Entering Week 14 of the NFL regular season, the Minnesota Vikings are 10-2 and sit atop the NFC with the best record, and may even be the most balanced team in the NFL.
Leading up to last Sunday’s game against Atlanta, the Vikings in their 9 wins were averaging 28.2 points per game. In their last three games prior to Sunday, all of which were victories, the Vikings averaged 33.1 points per game.
Vikings quarterback, Case Keenun, has become a legitimate candidate for MVP, and on Sunday was his efficient self, completing 25 of his 30 passes for 227 yards and a pair of touchdowns, but more importantly no turnovers.
However, on Sunday against the Falcons, the Vikings needed help from their defense to win their game, and it did not disappoint.
At the end of the game, the Vikings in part were victorious 14-9 thanks to the pair of touchdown passes by Keenum, but more importantly by a defense that stifled the explosive Falcons offense to one field goal during four drives in the second half.
If you dig deeper into the numbers you can see the Falcons defense did its own job holding the Minnesota’s No. 4 ranked offense to just 14 points on 3.4 yards per rush and only one completed pass of 20 yards or more.
But even more impressive was the Vikings defense playing on the road and holding the No. 7 ranked offense in the NFL to just three field goals.
The Falcons offense, led by current reigning NFL MVP quarterback Matt Ryan was almost unstoppable a season ago, but was slower to start this season under new offensive coordinator Steve Sarkisian.
Atlanta averaged 32 points per game in its victories over Dallas, Seattle, and Tampa Bay, just slightly lower than its season average of last year of 33.8 points when they represented the NFC in Super Bowl LI.

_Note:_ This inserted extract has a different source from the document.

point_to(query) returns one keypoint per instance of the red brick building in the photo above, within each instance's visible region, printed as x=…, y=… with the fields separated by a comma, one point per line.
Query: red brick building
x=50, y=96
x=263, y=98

However, the offense appeared to be back to its dominating self through its three-game winning streak until the Vikings abruptly ended it on Sunday.
What Happened Sunday?
For Minnesota’s defense, just more of the same. The Vikings defense entered the game against Atlanta as No. 6 ranked in defensive efficiency, and eighth overall against both the run and pass. When the game ended the Vikings had held Ryan to just 173 yards passing, no touchdowns, and a successful third-down conversion rate of just 10% (1 for 10).
Why the NFC Should be Worried
Most NFL pundits know it is not about how you start, it is all about how you finish. Minnesota, which has now won eight consecutive games and nine of its last 10, enters the final month of the NFL regular season with games on the road at Carolina, home versus Cincinnati, away at Green Bay, and home versus Chicago.
Minnesota is one of only four teams with an offense and defense ranked in the top 10, and the Vikings appear to be reaching their peak at the right time.
The Vikings have what it takes to win, otherwise they would not have won 10 of 12 games. However, not every win is pretty, but somehow the team has found ways to win despite losing starting quarterback Sam Bradford and rookie running back sensation Dalvin Cook early in the season.
While much of the talk this season has been about second-year quarterback Carson Wentz and his upstart Philadelphia Eagles and the explosive offense of the Los Angeles Rams behind their second-year quarterback Jared Goff, Keenum and his Vikings teammates have flown under the radar to the top of the conference and that should scare the rest of the NFC.
What do you think? Should the rest of the NFC be worried about Minnesota or could the Vikings fade down the stretch?